20 Degrees of Freedom The Chi-Square test can operate on any chosen range of data, and its results can depend very largely on what range is chosen. In a word length frequency test, for example, you could apply the test to words of ALL lengths, or just to the length range, say, 2 to 8. The larger the range of data included, the larger the degrees of freedom (i.e. the scope for mere random variation to give rise to a large Chi-Square value). Hence it can be more difficult for the test to give a genuinely significant result. Its best to restrict the test to the visually crucial and reliable data range – where theres plenty of data – and to exclude the long thin tail of the graphs where proportionately large random variation is to be expected.
21 Reference and Sample Texts We have so far taken the reference and sample texts to be quite distinct, but if both are quite short, it can be best to include the sample text within the reference (there is a checkbox in Signature to do this automatically; this is ticked by default, but will be greyed out if the texts involve overlapping corpora). Applying the test is then like asking: Suppose we have an author whose style is typified by the combination of the reference and the sample texts, R and S. Then what is the probability that such an author, writing a text of the same length as S, would purely by chance... The principle here is simply that statistical results are more reliable when theyre based on more data.
22 Word Lists The tests looked at so far are relatively crude from a literary point of view. Stylistic differences can be shown more sensitively by testing for authors usage of particular words rather than mere word lengths etc. Signature provides a Word List facility (under the Wordlists menu). Select Edit wordlists, then click on New List, give your word list a name, then type into the Memo the words you want the list to contain, before clicking on OK (also indicate if you want your list to be case-sensitive). Now when you select any texts, they will if necessary be re-read, and a graph of the listed word occurrences displayed on the Words tab (see bottom-right corner of the screen).
23 Key Words Signatures key words facility can help you decide which words are most useful for author identification. To illustrate this, load the five Federalist Papers files provided, click on Hamilton and Madison, then select Key words from the Wordlists menu. A table will be generated showing the top 50 keywords that tell in favour of Hamilton (+ values), followed by the top 50 that tell in favour of Madison (– values). Move down the list, control-clicking to select upon, while, whilst and on. Then click on the cyan label, and youll enter the word list facility with the chosen words already included. Use this to identify the true author of the Unknown Federalist Papers!

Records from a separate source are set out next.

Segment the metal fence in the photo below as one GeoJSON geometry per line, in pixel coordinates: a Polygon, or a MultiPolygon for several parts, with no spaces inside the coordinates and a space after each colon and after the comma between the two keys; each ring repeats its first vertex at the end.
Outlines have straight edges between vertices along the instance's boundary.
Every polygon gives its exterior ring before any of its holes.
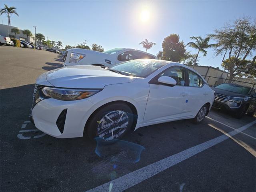
{"type": "Polygon", "coordinates": [[[252,88],[256,87],[256,84],[255,81],[253,80],[252,81],[252,82],[247,82],[247,81],[246,82],[244,80],[239,80],[238,78],[234,78],[233,80],[229,80],[228,79],[207,76],[204,77],[204,79],[210,86],[217,86],[222,83],[231,83],[244,86],[248,86],[252,88]]]}

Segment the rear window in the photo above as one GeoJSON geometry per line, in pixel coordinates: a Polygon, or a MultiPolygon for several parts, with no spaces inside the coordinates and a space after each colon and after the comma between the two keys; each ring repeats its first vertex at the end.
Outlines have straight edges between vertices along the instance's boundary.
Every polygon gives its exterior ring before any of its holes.
{"type": "Polygon", "coordinates": [[[248,87],[243,87],[239,85],[228,83],[223,83],[216,87],[216,88],[226,90],[234,93],[247,95],[249,93],[250,88],[248,87]]]}

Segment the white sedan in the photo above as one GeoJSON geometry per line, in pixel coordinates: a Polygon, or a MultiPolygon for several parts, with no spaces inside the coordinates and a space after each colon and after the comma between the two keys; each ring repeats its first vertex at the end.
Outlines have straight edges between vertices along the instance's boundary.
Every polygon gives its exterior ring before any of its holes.
{"type": "Polygon", "coordinates": [[[157,59],[154,55],[134,49],[116,48],[104,52],[84,49],[67,50],[63,66],[78,65],[96,65],[110,67],[125,61],[137,59],[157,59]]]}
{"type": "Polygon", "coordinates": [[[207,115],[213,91],[196,71],[170,61],[139,59],[110,68],[63,68],[37,79],[32,120],[59,138],[119,138],[139,127],[207,115]]]}

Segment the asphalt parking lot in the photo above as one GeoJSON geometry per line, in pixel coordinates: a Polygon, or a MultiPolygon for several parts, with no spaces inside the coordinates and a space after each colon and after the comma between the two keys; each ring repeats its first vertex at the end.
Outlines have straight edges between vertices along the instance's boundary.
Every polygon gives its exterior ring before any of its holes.
{"type": "Polygon", "coordinates": [[[0,56],[1,191],[256,191],[255,118],[212,109],[200,124],[140,128],[118,151],[86,138],[58,139],[29,116],[36,78],[61,67],[60,55],[2,46],[0,56]]]}

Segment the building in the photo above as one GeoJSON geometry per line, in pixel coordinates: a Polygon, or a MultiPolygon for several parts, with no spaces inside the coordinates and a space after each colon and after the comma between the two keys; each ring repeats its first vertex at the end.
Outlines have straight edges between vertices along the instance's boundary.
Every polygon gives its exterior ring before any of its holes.
{"type": "MultiPolygon", "coordinates": [[[[193,68],[192,65],[188,66],[193,68]]],[[[229,74],[227,72],[221,70],[218,67],[215,68],[212,66],[198,65],[195,66],[194,69],[204,78],[204,79],[210,85],[215,86],[228,82],[229,74]]],[[[231,82],[252,87],[255,86],[256,85],[256,79],[235,77],[231,82]]]]}
{"type": "MultiPolygon", "coordinates": [[[[27,39],[27,36],[23,34],[22,33],[22,30],[18,28],[18,27],[9,26],[9,36],[10,37],[16,38],[16,39],[19,39],[20,40],[25,41],[27,42],[34,44],[35,41],[35,34],[33,34],[33,33],[32,33],[32,36],[28,36],[28,39],[27,39]],[[16,36],[15,36],[14,33],[11,32],[12,29],[13,28],[18,29],[20,31],[20,33],[19,34],[16,34],[16,36]]],[[[2,36],[7,36],[7,34],[8,33],[8,25],[0,24],[0,35],[2,36]]]]}

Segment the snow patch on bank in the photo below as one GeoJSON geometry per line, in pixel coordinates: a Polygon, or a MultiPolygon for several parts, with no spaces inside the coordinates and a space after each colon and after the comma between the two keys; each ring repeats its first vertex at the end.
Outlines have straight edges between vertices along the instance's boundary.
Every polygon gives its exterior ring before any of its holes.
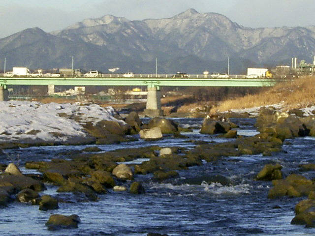
{"type": "Polygon", "coordinates": [[[260,107],[252,107],[250,108],[243,108],[242,109],[231,109],[225,113],[228,112],[235,112],[235,113],[247,113],[250,114],[250,116],[257,116],[259,113],[259,110],[263,107],[273,107],[276,108],[276,109],[282,111],[283,107],[284,102],[277,103],[276,104],[270,105],[268,106],[261,106],[260,107]]]}
{"type": "Polygon", "coordinates": [[[40,139],[46,142],[65,141],[69,137],[86,137],[80,124],[114,120],[111,107],[79,103],[43,104],[37,102],[0,102],[0,143],[24,139],[40,139]],[[76,118],[76,120],[73,119],[76,118]]]}

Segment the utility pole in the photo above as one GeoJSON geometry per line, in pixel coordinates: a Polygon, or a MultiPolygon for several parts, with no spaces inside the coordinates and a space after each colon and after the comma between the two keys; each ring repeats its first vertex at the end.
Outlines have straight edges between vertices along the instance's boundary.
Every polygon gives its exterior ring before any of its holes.
{"type": "Polygon", "coordinates": [[[230,75],[230,57],[227,57],[227,75],[230,75]]]}
{"type": "Polygon", "coordinates": [[[156,58],[156,76],[158,77],[158,58],[156,58]]]}
{"type": "Polygon", "coordinates": [[[72,56],[72,76],[73,76],[73,75],[74,74],[74,71],[73,71],[73,56],[72,56]]]}

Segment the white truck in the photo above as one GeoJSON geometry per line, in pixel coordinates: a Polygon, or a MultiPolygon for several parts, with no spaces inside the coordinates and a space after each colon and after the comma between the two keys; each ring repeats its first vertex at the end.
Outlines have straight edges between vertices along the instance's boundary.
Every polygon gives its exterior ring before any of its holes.
{"type": "Polygon", "coordinates": [[[99,75],[98,71],[97,70],[91,70],[84,74],[85,77],[97,77],[99,75]]]}
{"type": "Polygon", "coordinates": [[[264,77],[268,69],[265,68],[248,68],[246,78],[264,77]]]}
{"type": "Polygon", "coordinates": [[[30,76],[31,73],[27,67],[13,67],[12,68],[13,76],[30,76]]]}

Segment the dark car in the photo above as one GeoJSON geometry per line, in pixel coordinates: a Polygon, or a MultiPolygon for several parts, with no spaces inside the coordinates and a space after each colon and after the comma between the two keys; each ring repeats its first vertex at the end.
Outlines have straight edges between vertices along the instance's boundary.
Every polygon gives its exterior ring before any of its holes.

24 Other Features of Signature The File menu enables you to read texts into multiple files (where tags are present), and to re- load texts (useful if editing has taken place meanwhile, or if loading was previously aborted for some reason). You can also hide texts to avoid cluttering the lists. The View menu provides a text viewer into which texts can be read (at the cost of speed). This helps when defining an appropriate filter (also accessible through the View menu) for removing unwanted textual artefacts (e.g. HTML entities, or changing Mr. to Mr to avoid misidentification of sentence endings). The Graphs and Tables menus provide a variety of formats for copying graphs/tables to the ClipBoard.